Tombu – Paintings & their story
Six years ago if I could tell how my life would unfold by the way I lived it, I couldn’t be more wrong.
The Universe mostly tells you things in subtle ways. But more often than not it gives you warnings strongly about an impending danger in a clearer manner than telling you about good fortune.
It was after my first exhibition of paintings at the Lalit Kala Academy, New Delhi, a blank canvas summoned me. The image was of a delicate girl lying peacefully on a bed of wild flowers. It was unusual considering I had almost decided upon using a little dog as the narrator of stories for my paintings. The exhibited paintings were of a little dog called Juhi.
The exhibition was held in May 2005 and the image which I am talking about appeared in the beginning of July 2005. But I struggled to make it. The more I tried rendering the delicate face of that girl the more it looked like a man’s. I called up my girlfriend Sudipta ( now my wife) and told her I was not a good artist. I can’t even make a face of a girl correctly and so I should give up painting altogether. She told me to let it come as it wants . I have heeded to that advice since. So the outcome was a painting of a delicate man lying peacefully on a bed of white wild flowers. It is just a face, eyes shut as if dreaming, and enjoying a state of bliss. The painting took about a week to finish and agitated me. There was no reason for it’s existence, but there it was in my house.
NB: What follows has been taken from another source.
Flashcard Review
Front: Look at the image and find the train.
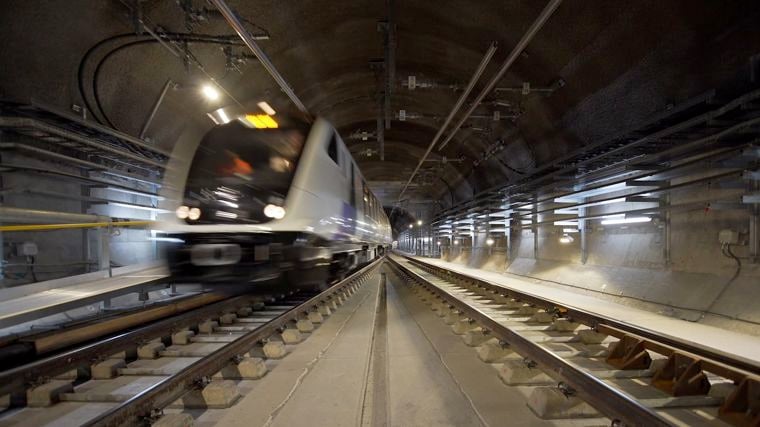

It wasn’t till the morning of 15th of August 2005 that I realized what that picture was trying to tell. I found Sudipta’s brother lying at the bottom of a deep gorge, eyes closed, peacefully in a different lifetime amidst those white wild flowers. His car had gone over a cliff between Mussourie and Dhanaulti. It was a day of death and bright little wild flowers lit by shafts of most beautiful sunlight I have ever seen in my life.
Tombu is a character from a story that my dear friend Gaurav has written. Tombu is a little boy who gets his way in school by lying, but has to face the truth of his abilities while facing that last ball which if he had hit for a four could have won his team the cricket match.Tombu was clean bowled.
It took me a lot of time to recover from the violence of that loss. Every experience of the world appeared as an illusion. Relationships, laughter, love, lights, circus, cars, desire, submarines…anything and almost everything seemed like that last ball which Tombu had to face.
Then one evening in a state of kef, after three whiskeys Tombu visited me. His sudden appearance and the fact that he had no viscera but just a face which looked like a large ink stain did not surprisingly surprise. The sudden change of life that day had turned me numb . Yet he was there and silently watched me see the sky turn from orange to black sipping whiskey. I ignored him for a while and then tried to have a conversation . Like a conversation one has with a real person, a friend, just a natural conversation. My attempts were met with a cold cynical look. Little did I realize, Tombu was not there to listen. He cannot listen for he has no ears. One can only look at him to see and understand how he feels about things. Believe me, he does not approve of any joy.
These paintings are depictions of my one sided conversations with Tombu. There are arguments and counter arguments about why things happen and why or how you need to deal with them. Its about the numbness of the everyday and the importance of the dramatic.Many have the dancer in them. Dancer is my hope and belief. He saves the day with an opposite emotion.
There is no philosophy or logic behind these images. Though a certain amount of dialectic is a part of the narrative, which was and still is to a certain extent a part of my existence but there is nothing more to the image than what is visible. I think they are a result of a lot of drinking, watching Lords Of The Rings trilogy and the summon of that urge which called me to paint.
The last of these pictures is the ‘Midnight Surprise’. It has no Tombu. It was painted after I got married to Sudipta . I guess Tombu realized that there was no space left for him after Sudipta’s arrival.
I don’t consider these images to be either epiphany or some other mantic visitation though that image of a man in a bed of flowers surely was.
I hope the elegiac is way behind me now, for I am sniffing a misty, feminine , aromatic breath of color and movement which is whispering words urging me to paint again.